L'homme qui ne valait pas 3 milliards.

The Cyber Shinobi

The Cyber Shinobi

Suppléments:

Le Début, la Fin, une Image

 Master System

Développeur:
Sega

Editeur:
Sega
Genre:
Action

Joueurs:
1P

Dates de sortie
03.1991 Europe
assez dur Difficulté:

74%Graphismes
48%Animation
62%Son
75%Jouabilité
73%Durée de vie

60%60%
Trucs et astuces

Menu caché:

A l'écran titre, effectuez trois tours sur le pad directionnel puis appuyez sur 1. Vous ferez apparaître un menu pour choisir le niveau et la scène de départ, ainsi qu'un sound test.

Conversation surprise dans le parc privé Green Hill qui borde les locaux de 1UP:

— Quoi ! Ce gugus à face de poupon se fait appeler "ninja" !?
— Mais oui... où va le monde, je te le demande.
— Et quel est son nom, dis-tu ?
— Ebisumaru. Il a emménagé ici il y a quelques jours de ça, pour le test du jeu Ganbare Goemon.
— J'ai les shurikens qui me démangent. Il n'a pas intérêt à croiser ma route.
— Allons, dis-toi que ça aurait pu être pire. Imagine si ça avait été un de ces prétentieux ninjas 3D ! Et puis tiens, j'ai une bonne nouvelle pour toi, Joe. Je sais que tu auras très bientôt un jeu testé !
— Vraiment ? Ici ? Sur 1UP ? Mais c'est une super nouvelle, ça, Ryu ! Et de quel jeu s'agit-il ?
— Une de tes aventures dont je n'ai pas entendu parler: The Cyber Shinobi.
— Oh-ho...
— ?

(la conversation, à cet instant, a été interrompue par l'arrivée de trois Alex kids du FLMS qui chez 1UP sont un peu comme les Droogs de l'autre Alex)

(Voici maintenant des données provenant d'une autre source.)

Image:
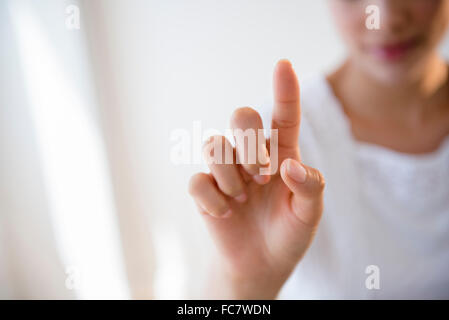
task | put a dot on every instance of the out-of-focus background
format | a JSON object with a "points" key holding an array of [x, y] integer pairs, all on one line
{"points": [[93, 192]]}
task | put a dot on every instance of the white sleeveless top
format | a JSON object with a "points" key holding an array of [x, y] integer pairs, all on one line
{"points": [[383, 208]]}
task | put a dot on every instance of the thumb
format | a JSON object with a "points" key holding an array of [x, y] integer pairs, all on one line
{"points": [[307, 185]]}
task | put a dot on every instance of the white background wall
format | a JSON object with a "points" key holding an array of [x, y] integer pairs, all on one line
{"points": [[156, 66], [180, 61]]}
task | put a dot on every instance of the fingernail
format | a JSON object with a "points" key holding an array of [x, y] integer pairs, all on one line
{"points": [[296, 171], [261, 179], [241, 198], [264, 158], [227, 214]]}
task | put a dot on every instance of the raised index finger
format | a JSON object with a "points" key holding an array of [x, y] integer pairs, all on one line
{"points": [[286, 112]]}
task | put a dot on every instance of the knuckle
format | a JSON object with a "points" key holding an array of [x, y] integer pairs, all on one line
{"points": [[232, 190], [320, 181], [196, 182]]}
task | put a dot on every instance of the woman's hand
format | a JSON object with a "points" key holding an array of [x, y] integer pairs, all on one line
{"points": [[261, 224]]}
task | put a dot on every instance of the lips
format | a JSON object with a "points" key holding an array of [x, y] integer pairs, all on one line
{"points": [[395, 52]]}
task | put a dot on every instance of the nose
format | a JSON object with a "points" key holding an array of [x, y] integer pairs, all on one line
{"points": [[395, 15]]}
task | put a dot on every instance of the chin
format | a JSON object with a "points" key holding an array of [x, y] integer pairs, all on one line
{"points": [[395, 73]]}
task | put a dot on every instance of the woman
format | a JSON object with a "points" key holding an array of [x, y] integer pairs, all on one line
{"points": [[377, 129]]}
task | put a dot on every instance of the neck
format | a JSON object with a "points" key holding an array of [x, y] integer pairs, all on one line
{"points": [[409, 98]]}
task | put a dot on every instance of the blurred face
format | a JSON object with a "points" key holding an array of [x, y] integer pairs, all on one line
{"points": [[407, 39]]}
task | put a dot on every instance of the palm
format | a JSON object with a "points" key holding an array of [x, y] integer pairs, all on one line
{"points": [[262, 225]]}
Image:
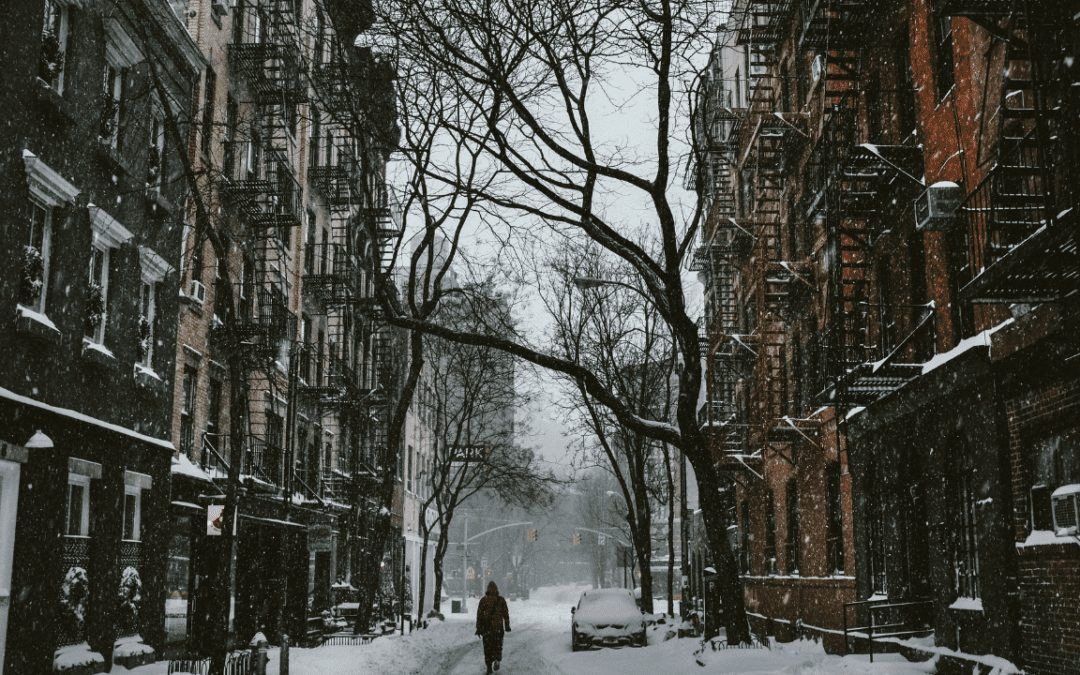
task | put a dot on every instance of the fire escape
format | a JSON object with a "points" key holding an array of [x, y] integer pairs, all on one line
{"points": [[260, 190], [346, 169], [772, 136], [863, 172], [725, 247], [1020, 223]]}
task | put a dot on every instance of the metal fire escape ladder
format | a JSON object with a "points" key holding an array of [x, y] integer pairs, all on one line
{"points": [[1025, 246]]}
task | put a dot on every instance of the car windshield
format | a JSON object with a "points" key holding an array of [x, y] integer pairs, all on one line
{"points": [[613, 597]]}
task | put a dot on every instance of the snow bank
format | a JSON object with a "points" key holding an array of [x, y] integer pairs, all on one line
{"points": [[608, 606], [183, 466], [131, 646]]}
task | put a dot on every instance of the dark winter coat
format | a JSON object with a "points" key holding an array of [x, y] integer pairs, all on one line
{"points": [[491, 615]]}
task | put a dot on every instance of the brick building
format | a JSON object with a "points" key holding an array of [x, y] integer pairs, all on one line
{"points": [[293, 129], [889, 261], [92, 227]]}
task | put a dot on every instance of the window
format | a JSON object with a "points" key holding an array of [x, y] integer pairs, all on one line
{"points": [[944, 66], [231, 119], [770, 535], [309, 250], [744, 539], [54, 41], [188, 409], [133, 513], [78, 512], [275, 436], [113, 85], [319, 52], [834, 535], [966, 562], [1054, 461], [408, 477], [210, 89], [148, 307], [36, 257], [792, 499], [214, 409], [156, 152], [97, 294], [879, 576]]}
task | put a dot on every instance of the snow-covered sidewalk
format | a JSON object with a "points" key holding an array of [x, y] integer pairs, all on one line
{"points": [[540, 644]]}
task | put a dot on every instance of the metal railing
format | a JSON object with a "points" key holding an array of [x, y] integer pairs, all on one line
{"points": [[894, 628]]}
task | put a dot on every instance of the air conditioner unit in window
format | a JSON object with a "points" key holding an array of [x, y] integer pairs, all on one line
{"points": [[936, 206], [197, 292], [1065, 503], [818, 67]]}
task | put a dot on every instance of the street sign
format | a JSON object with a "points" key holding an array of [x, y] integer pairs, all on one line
{"points": [[215, 515], [320, 538], [468, 453]]}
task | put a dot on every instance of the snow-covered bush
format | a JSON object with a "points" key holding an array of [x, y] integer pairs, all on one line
{"points": [[32, 279], [52, 55], [95, 308], [144, 337], [75, 593], [131, 597], [152, 165]]}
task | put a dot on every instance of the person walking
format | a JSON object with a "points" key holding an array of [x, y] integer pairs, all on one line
{"points": [[493, 619]]}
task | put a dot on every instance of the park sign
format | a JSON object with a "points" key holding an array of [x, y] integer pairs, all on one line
{"points": [[468, 453]]}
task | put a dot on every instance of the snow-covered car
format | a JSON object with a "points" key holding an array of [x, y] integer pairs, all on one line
{"points": [[607, 617]]}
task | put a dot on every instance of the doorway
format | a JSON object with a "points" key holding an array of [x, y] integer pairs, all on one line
{"points": [[9, 508]]}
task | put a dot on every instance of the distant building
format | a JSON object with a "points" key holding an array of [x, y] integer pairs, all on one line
{"points": [[92, 194], [889, 268]]}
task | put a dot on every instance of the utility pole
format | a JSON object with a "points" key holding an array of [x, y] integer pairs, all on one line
{"points": [[684, 538], [464, 556]]}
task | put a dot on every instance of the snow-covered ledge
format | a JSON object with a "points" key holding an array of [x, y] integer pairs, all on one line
{"points": [[1048, 538], [36, 324], [131, 651], [147, 377], [45, 184], [107, 230], [98, 353], [78, 659], [967, 604], [153, 268]]}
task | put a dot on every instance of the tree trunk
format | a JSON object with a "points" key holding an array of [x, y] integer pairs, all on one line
{"points": [[424, 531], [728, 583], [671, 530], [372, 554]]}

Dans ce "oh-ho" chargé de sens, dans cette hésitation de Joe Musashi, que faut-il lire exactement ? L'angoisse de la génération 8 bits face à un futur aussi lisse qu'incertain ? Le doute existentiel du ninja dans un Japon moderne abattu par la crise économique ? Ou tout simplement les troubles métapsychologiques interpersonnels des super héros dans des cadres sociaux-culturels post-conflictuels ? Dans ce premier test de la nouvelle année et d'une toute nouvelle décennie de rétrogaming, 1UP part à la recherche de la vérité avec une approche beaucoup plus scientifuck... foque... fique !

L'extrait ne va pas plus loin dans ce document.